The landmark award by the court’s sole arbitrator Simon Nesbitt QC, settled the dispute over the ownership saga.
The arbitrator further ordered Shah, Nyaga and Mwagiru to pay interests on the sum of money from 2008 and the cost of arbitration, which brings the total to Sh1.7 billion.
The court then ruled that the three were unable to demonstrate that they paid any money to either Rendeavour or to Socfinaf, the previous owner of over 10,000 acres of Kiambu land acquired by Rendeavour.
The arbitrators further found that Shah, Nyaga and Mwagiru lied to Jennings that his deposits for Tatu City were discounted.
The arbitrator dismissed Shah’s statements of defence, ruling that he was not in a position to attribute any significance to the businessman’s recollection of a telephone conversation with one of the solicitors for payment of some deposits.
After the London court ruling, the trio have decided to fight back and sabotage the project using all means at their disposal. Petitions have been filed in parliament and even gangs engaged. Sometimes back, a group of families from Githunguri, Kiambu county, was recruited and paid to lay claim to the land.
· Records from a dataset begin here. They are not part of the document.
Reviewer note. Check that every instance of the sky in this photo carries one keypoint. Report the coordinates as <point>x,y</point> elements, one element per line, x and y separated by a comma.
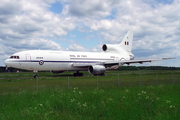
<point>85,25</point>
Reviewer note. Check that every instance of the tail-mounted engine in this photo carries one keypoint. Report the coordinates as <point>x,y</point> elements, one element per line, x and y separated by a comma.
<point>96,69</point>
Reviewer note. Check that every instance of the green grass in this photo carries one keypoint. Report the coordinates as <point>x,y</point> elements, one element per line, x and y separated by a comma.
<point>84,100</point>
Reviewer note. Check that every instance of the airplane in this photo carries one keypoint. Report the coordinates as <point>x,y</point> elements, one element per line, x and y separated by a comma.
<point>112,57</point>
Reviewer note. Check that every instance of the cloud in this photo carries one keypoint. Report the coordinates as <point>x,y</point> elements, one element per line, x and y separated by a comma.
<point>93,8</point>
<point>31,25</point>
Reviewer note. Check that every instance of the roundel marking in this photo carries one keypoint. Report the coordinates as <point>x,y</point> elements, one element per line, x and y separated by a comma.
<point>41,62</point>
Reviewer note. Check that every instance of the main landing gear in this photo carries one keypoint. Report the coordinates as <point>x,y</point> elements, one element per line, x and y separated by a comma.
<point>78,74</point>
<point>36,75</point>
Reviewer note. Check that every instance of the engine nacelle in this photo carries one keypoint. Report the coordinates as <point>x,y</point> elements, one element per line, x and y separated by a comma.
<point>56,72</point>
<point>96,69</point>
<point>110,48</point>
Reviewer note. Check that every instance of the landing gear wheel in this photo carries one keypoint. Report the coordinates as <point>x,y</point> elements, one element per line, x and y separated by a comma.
<point>36,75</point>
<point>78,74</point>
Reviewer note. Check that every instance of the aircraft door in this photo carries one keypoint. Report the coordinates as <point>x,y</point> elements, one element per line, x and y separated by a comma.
<point>28,57</point>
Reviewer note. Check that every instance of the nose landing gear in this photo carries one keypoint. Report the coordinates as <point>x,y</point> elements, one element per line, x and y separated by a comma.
<point>78,74</point>
<point>36,75</point>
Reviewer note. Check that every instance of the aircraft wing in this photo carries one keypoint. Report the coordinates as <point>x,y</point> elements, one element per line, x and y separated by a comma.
<point>134,61</point>
<point>111,63</point>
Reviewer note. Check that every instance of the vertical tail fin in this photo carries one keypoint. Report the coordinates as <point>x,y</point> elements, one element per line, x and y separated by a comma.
<point>126,43</point>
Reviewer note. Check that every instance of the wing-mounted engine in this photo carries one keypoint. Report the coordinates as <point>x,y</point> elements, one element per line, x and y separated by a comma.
<point>111,48</point>
<point>56,72</point>
<point>97,69</point>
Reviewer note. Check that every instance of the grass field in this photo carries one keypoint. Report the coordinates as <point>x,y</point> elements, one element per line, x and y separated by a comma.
<point>135,95</point>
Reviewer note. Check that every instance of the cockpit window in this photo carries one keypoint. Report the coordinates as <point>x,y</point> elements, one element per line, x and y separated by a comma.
<point>14,57</point>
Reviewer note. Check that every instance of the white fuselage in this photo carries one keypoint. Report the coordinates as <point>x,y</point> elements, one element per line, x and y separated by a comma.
<point>43,60</point>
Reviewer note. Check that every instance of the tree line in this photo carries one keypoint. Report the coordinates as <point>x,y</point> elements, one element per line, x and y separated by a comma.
<point>10,69</point>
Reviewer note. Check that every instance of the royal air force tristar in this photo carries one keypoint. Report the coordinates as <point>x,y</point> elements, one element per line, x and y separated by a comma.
<point>96,63</point>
Kenya Revenue Authority has also been sucked into the wars only to clear the investors as tax complaint.
The families petitioned the national assembly to investigate and suggest a remedy to “an illegality and historical injustices” inflicted on them by the firm’s majority shareholders.
Money exchanged hands to have the petitioners, who claimed to be shareholders in two companies that own 13,600 acres – part of which was allocated to Tatu City – to hold a demonstration at Kwa Maiko trading centre to get the government to address the issue and take appropriate measures.
They demanded, among other things, that any further activity on the land in question be stopped until the matter is determined and the appropriate legal action taken, saying it is the only way to ensure they get justice.
They said they bought shares from the two companies – Tatu City Ltd and Kafinaf Company Ltd – in 2007 for Sh200 each, at the firms’ invitation but they could not prove when challenged.
They said that they were made to believe that the shares would eventually allow them to own the land belonging to the companies, adding that nearly 1,000 families invested in the shares.
Back to the London court ruling, Jennings is fully recognised as the founder and CEO of Rendeavour, the largest shareholder in Tatu City, and his international partners paid for all the land on which Tatu City is located in 2008.
This is after; Shah, Nyagah and Mwagiru were unable to demonstrate that they paid any money to either Rendeavour or to Socfinaf, the previous owner of over 10,000 acres of Kiambu land acquired by Rendeavour.